Need proof? Here's an ad that's been running on the Fox Business channel. For only $19.95, you can get a rectangle of paper with a value of zero. Look — it's got Dear Leader's vacuous smirking face and chickenscratch signature on it! Shut up and take my money!
Sometimes I wish I had no morals or ethics, because I would be so good at grifting these dumb-asses. just slap Donny's big dumb pumpkin face onto any cheap-ass Chinese-made trinket and back up the Brinks truck, boy-o.
You know what's going to happen, don't you? Some dimwitted cultist is going to walk into their local 7-11 and try to use this funny money to pay for his slurpee.
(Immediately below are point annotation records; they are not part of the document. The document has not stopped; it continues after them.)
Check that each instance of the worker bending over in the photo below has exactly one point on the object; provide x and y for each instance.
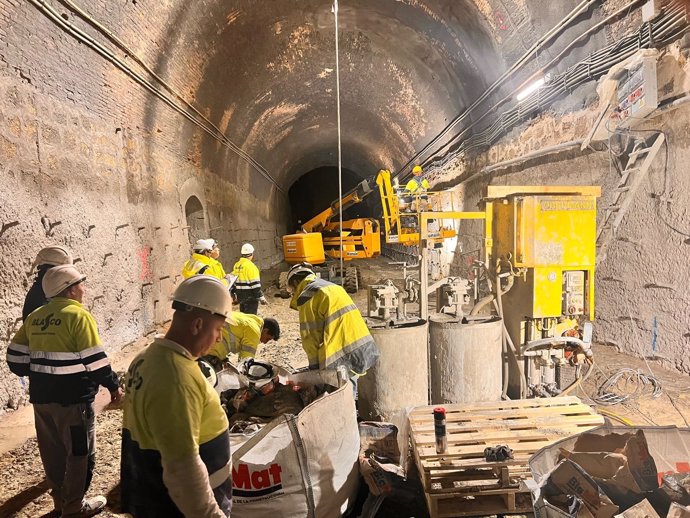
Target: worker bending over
(242, 335)
(46, 259)
(247, 288)
(332, 329)
(175, 444)
(60, 350)
(204, 261)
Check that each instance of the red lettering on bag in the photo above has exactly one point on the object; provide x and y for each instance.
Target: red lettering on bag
(242, 478)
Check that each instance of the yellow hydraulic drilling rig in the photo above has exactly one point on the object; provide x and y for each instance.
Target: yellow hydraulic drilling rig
(539, 256)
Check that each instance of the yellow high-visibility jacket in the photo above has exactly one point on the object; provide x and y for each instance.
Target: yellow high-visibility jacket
(415, 185)
(247, 288)
(171, 415)
(332, 329)
(241, 334)
(200, 264)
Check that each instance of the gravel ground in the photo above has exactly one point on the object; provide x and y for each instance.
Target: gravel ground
(22, 488)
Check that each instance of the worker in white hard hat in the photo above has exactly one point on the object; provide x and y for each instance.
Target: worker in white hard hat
(204, 261)
(45, 260)
(60, 350)
(332, 329)
(242, 335)
(247, 287)
(175, 445)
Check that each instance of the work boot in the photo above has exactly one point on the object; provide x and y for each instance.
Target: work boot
(89, 507)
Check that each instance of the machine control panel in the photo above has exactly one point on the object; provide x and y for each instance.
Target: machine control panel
(574, 292)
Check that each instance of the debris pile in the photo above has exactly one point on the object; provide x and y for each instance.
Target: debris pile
(602, 476)
(262, 396)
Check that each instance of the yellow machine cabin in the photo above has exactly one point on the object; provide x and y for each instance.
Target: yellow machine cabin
(321, 235)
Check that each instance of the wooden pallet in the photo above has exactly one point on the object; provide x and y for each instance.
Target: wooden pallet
(460, 482)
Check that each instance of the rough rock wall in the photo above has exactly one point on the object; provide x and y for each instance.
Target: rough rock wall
(644, 277)
(84, 163)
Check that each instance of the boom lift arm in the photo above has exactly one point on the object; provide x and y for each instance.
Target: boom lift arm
(356, 195)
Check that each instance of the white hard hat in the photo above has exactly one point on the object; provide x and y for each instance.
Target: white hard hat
(205, 292)
(300, 268)
(59, 278)
(54, 256)
(204, 244)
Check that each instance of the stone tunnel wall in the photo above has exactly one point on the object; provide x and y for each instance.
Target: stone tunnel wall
(86, 162)
(644, 277)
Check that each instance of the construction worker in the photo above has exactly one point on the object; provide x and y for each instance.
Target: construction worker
(418, 183)
(242, 335)
(58, 347)
(204, 260)
(247, 287)
(45, 260)
(175, 444)
(332, 329)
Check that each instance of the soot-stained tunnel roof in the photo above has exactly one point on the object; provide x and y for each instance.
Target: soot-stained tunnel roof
(266, 77)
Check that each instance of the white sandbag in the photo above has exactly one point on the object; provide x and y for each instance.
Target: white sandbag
(306, 464)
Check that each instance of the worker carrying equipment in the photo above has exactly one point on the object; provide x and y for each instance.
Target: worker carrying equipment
(204, 261)
(332, 329)
(46, 259)
(242, 335)
(176, 458)
(247, 287)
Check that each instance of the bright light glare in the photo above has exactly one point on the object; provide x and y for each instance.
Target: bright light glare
(531, 89)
It's not like it hasn't happened before.
Turns out, Trump Bucks aren't worth the paper they're printed on. Just ask John Amann of Houston who said he bought $2,200 worth of the phony currency and other Trump monetary items over the past year only to discover they were worthless when he tried to cash them in at his local bank.
MAGA, can we chat? listen up, stupids. If you're shelling out $19.95 for a phony two-dollar bill, or $499.95 for Dear Leader's spray-painted sneakers — or if you spent god-knows-how-much on stickers, and this is what your car looks like …
I don't want to hear one fucking word out of you about the price of eggs.